Environment Variable Security
- Use personal environment variables for sensitive API keys
- Use workspace environment variables for shared configuration
- Regularly audit who has access to sensitive variables
Personal Organization
Every SteelEngine account has at least one organization. When you sign up, SteelEngine automatically creates a personal organization for you, with a default workspace inside it, and you land on your organization dashboard at /<orgSlug> after first sign-in. No setup step asks you to name it — the slug is generated from a curated word-pair list (mild-owl, prime-horse, etc.).
You're the Organization Admin of your personal org. It behaves identically to a team-created org:
- You can invite teammates to it
- You can rename it (which also updates the URL slug)
- You can upgrade it from Free to Pro or Max
- You can create additional workspaces inside it
You cannot delete the personal org if it's your only organization — every account must belong to at least one. To leave a personal org behind, join or create another organization first and ignore the personal one going forward.

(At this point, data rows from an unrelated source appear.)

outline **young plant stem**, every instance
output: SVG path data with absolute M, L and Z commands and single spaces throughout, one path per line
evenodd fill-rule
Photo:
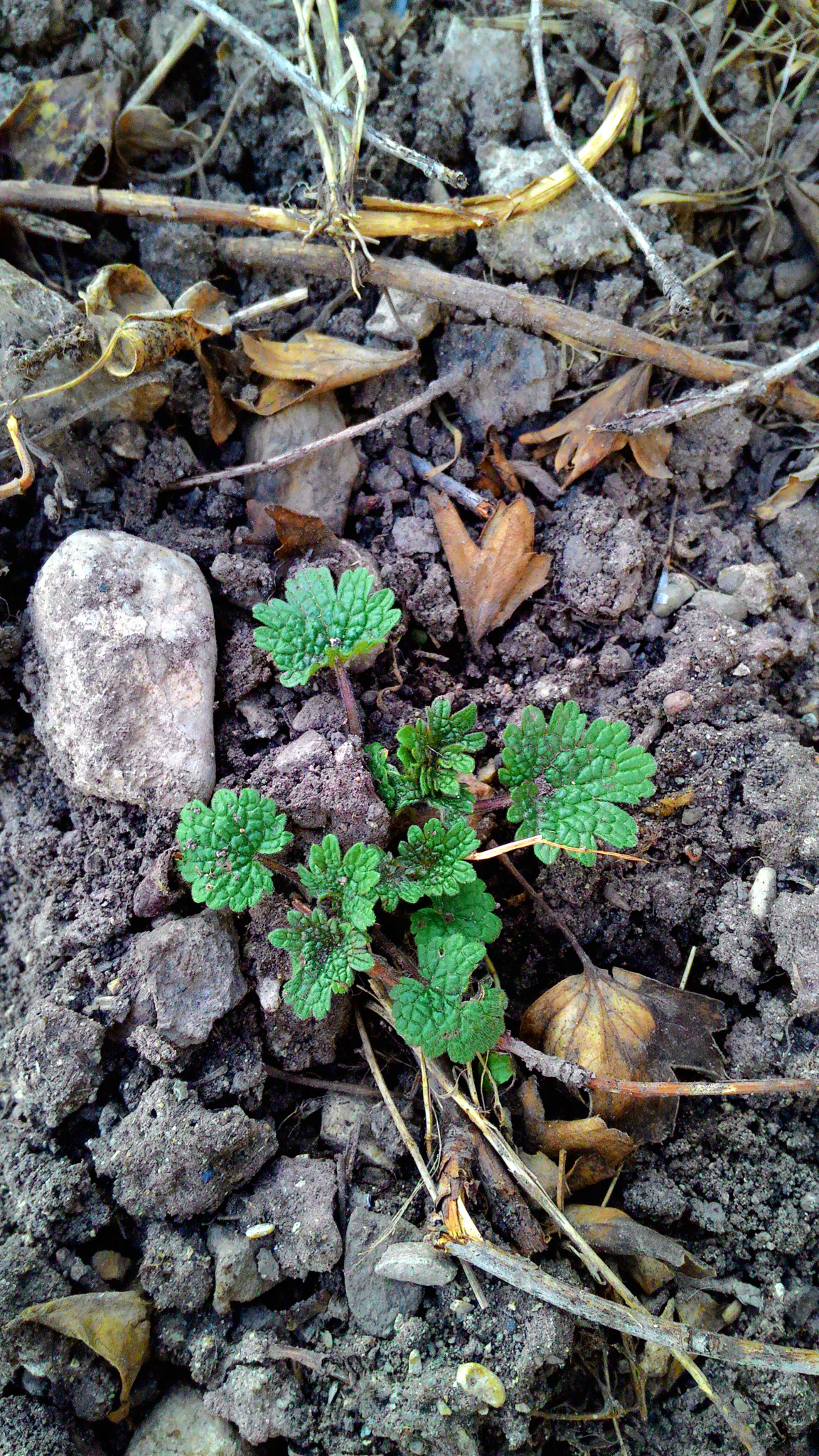
M 341 696 L 341 702 L 344 703 L 344 711 L 347 713 L 350 737 L 360 740 L 364 737 L 364 725 L 361 722 L 361 715 L 358 713 L 358 703 L 353 696 L 353 683 L 350 681 L 350 674 L 344 665 L 337 662 L 332 664 L 332 671 L 335 673 L 338 693 Z

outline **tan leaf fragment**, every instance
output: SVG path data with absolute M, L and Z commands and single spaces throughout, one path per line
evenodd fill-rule
M 255 405 L 256 415 L 275 415 L 287 405 L 324 395 L 345 384 L 360 384 L 376 374 L 401 368 L 415 358 L 415 349 L 370 349 L 348 339 L 306 331 L 286 344 L 242 333 L 242 347 L 256 373 L 273 381 L 267 384 Z M 299 387 L 294 389 L 294 383 Z M 305 383 L 312 387 L 306 389 Z
M 478 646 L 487 632 L 500 628 L 528 597 L 545 587 L 552 558 L 533 549 L 535 515 L 522 495 L 512 505 L 498 504 L 478 543 L 449 496 L 428 489 L 427 498 L 469 639 Z
M 172 306 L 136 264 L 101 268 L 80 293 L 105 368 L 128 379 L 210 335 L 229 333 L 224 296 L 210 282 L 185 288 Z
M 118 73 L 32 82 L 0 122 L 0 153 L 23 178 L 73 182 L 83 172 L 87 182 L 99 182 L 108 170 L 119 92 Z
M 819 454 L 813 456 L 804 470 L 794 470 L 788 475 L 784 485 L 780 485 L 778 491 L 774 491 L 767 501 L 755 508 L 755 515 L 758 521 L 775 521 L 777 515 L 783 511 L 790 511 L 791 505 L 799 505 L 799 502 L 807 495 L 810 486 L 819 480 Z
M 567 466 L 571 467 L 565 485 L 571 485 L 573 480 L 593 470 L 606 456 L 614 454 L 615 450 L 625 448 L 625 446 L 631 447 L 637 464 L 646 475 L 653 476 L 656 480 L 670 480 L 672 473 L 666 460 L 672 437 L 667 430 L 648 430 L 640 435 L 628 435 L 596 428 L 609 419 L 618 419 L 621 415 L 628 415 L 635 409 L 646 409 L 650 377 L 651 365 L 637 364 L 634 368 L 627 370 L 625 374 L 619 374 L 599 395 L 592 395 L 584 405 L 573 409 L 565 419 L 560 419 L 555 425 L 548 425 L 545 430 L 532 430 L 520 435 L 520 444 L 548 444 L 549 440 L 560 440 L 563 435 L 564 438 L 554 463 L 555 470 L 564 470 Z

You can also join other organizations without leaving your personal org. Each org keeps its own members, roles, billing limits, workspaces, credentials, and access-control settings.
For the full URL anatomy, slug rules, and switching between organizations, see Organizations and Workspaces.
Organization Roles
When inviting someone to your organization, you can assign one of three roles: Admin, Supervisor, or Member.
| Capability | Admin | Supervisor | Member |
|---|---|---|---|
| Manage organization members and invitations | ✓ | — | — |
| Manage billing, subscription, and per-workspace usage limits | ✓ | — | — |
| Manage SSO, branding, permission groups, and model availability | ✓ | — | — |
| Create workspaces | ✓ | ✓ | ✓ |
| Manage workspace membership and assign workspace roles | ✓ | ✓ | — |
| Automatic Admin access to every workspace | ✓ | — | — |
| Workspace content access | All workspaces | Only where explicitly granted | Only where explicitly granted |
Organization Admin
Full organization authority.
- Invite and remove organization members
- Manage billing and subscription settings, including per-workspace usage limits
- Manage SSO, branding, permission groups, and organization-wide model availability
- Implicit Admin access to every workspace in the organization — no workspace invitation needed
Organization Supervisor
An operational tier for people who run workspaces without organization-wide authority.
- Create workspaces, and manage which members belong to which workspace at which permission level
- No automatic access to workspace content — a supervisor sees inside a workspace only when explicitly granted a workspace permission
- Cannot manage organization members, billing, or organization settings
Organization Member
The default role.
- Works in the workspaces they've been explicitly granted access to
- Can create new workspaces — they become that workspace's owner, with Admin permission on it
- Cannot invite people to the organization or manage organization settings
The legacy Owner organization role is treated as Admin — existing owners were migrated automatically.